The current lines of research are:

  1. Compilation of multilingual resources in electronic format. The Computational Linguistics Lab excels in this activity in the national and international arena. Among the corpora compiled it must be highlighted those devoted to spontaneous speech: CORLEC, C-ORAL-ROM and CHIEDE. These corpora include the transcription, the alignment of sound and transcription, and multilayer annotation. Also they have been compiled written corpora in Spanish, like the Corpus of reference of the Spanish language in Argentina and Chile, Spanish UAM Treebank. Another important research line is the creation of resources in other languages, like a parallel corpus in Arabic, English and Spanish, an electronic bilingual lexicon in French-Spanish, and spoken corpora in Japanese, Arabic and Chinese. Some of these resources are commercialised through European Linguistic Distribution Agency (ELDA), others are distributed free of charge for research purposes. These resources are essential to design, to train and to evaluate any type of NLP system for processing multimedia content.
  2. Information Retrieval and Extraction, with special emphasis on user modeling and personalisation, recommender systems, context modeling and semantic-based technologies.
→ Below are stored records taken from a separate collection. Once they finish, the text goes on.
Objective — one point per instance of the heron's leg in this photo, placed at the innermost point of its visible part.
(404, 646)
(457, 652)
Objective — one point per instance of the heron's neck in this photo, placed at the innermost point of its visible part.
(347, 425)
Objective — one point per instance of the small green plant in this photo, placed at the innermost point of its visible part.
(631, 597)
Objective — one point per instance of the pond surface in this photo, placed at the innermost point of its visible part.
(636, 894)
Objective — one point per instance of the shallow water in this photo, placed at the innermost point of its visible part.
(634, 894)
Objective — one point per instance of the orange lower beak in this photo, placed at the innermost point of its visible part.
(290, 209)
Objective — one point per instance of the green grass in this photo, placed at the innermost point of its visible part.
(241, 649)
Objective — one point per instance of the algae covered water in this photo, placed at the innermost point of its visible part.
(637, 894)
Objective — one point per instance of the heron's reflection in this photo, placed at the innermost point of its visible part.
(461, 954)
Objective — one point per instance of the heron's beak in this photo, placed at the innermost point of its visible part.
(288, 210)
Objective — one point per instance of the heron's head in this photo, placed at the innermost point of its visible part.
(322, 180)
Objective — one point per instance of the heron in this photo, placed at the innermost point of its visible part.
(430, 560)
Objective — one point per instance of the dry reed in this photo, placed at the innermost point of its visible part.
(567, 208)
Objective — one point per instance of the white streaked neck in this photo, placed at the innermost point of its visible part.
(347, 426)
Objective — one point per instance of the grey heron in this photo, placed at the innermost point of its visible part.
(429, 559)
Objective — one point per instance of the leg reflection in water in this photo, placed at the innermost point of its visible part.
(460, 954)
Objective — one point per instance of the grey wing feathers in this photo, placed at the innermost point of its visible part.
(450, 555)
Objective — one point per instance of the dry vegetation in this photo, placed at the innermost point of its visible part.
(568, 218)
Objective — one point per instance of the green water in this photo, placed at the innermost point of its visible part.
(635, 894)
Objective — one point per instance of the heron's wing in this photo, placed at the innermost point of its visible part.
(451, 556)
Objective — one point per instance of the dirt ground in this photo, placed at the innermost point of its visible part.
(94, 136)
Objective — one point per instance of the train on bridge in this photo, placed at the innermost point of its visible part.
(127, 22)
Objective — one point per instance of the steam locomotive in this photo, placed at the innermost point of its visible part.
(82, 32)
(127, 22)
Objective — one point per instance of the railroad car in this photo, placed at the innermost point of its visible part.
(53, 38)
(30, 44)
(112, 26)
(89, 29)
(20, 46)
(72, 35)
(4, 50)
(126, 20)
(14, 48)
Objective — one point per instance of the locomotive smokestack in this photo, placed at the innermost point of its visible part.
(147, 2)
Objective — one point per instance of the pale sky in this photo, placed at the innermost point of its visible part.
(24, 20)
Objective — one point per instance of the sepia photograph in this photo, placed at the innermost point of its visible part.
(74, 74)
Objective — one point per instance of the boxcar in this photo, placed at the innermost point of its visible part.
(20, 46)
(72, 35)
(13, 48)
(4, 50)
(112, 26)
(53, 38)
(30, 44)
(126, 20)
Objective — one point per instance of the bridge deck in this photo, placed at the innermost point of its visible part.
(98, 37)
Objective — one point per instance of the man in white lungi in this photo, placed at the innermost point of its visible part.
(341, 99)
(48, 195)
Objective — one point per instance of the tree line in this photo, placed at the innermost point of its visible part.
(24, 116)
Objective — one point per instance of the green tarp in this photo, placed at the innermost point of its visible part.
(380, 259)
This research line has produced the development of technology (software modules, prototypes, demos), datasets and
    methodologies in the involved areas (user modeling, context modeling, recommender systems and semantic-based search engine). Several of these resources are currently in the process of being prepared for distribution under public licence.
  3. Automatic transcription of spontaneous speech focused on tasks like automatic speaker recognition (i.e. to recognise the speaker from a recording) and language recognition (i.e. to recognise the language in spoken from a certain segment of voice).

In the activity track of the group in the last five years, we may highlight, on the one hand, the participation in European projects of the FP6 like aceMedia (FP6-001765) and MESH (FP6-027685); R&D national-funded projects on multimedia Recuperación de Información en modelos multidimensionales: relevancia, novedad, personalización y contexto (TIN2008-06566-C04-02), Scalable semantic personalised search of spoken and written contents on the semantic web (TIN2005-06885), Automatic knowledge organisation, data analysis and dynamic document generation on the semantic web (TIC2002-1948), RILARIM (TIN2004-07588-C03-02) and BRAVO-RL (TIN2007-67407-C03-02), CENIT project i3media (CENIT-2007-1012), the national thematic network Web Semántica (TSI2006-26928-E), and several projects of collaboration with industrial partners with funding from PROFIT and other national programs of the CDTI.

Along with the projects, research stays and exchanges with centres or excellence are another priority in the activities of the group. Members of the group have conducted Predoctoral and Postdoctoral research visits to MIT, New York University, DFKI, University of  Edimburgh, Universität Wien, University of Glasgow, University of Southampton, Open University, University of Maryland) and contacts with research centres of technological companies (IBM, Telefónica I+D, Yahoo! Research).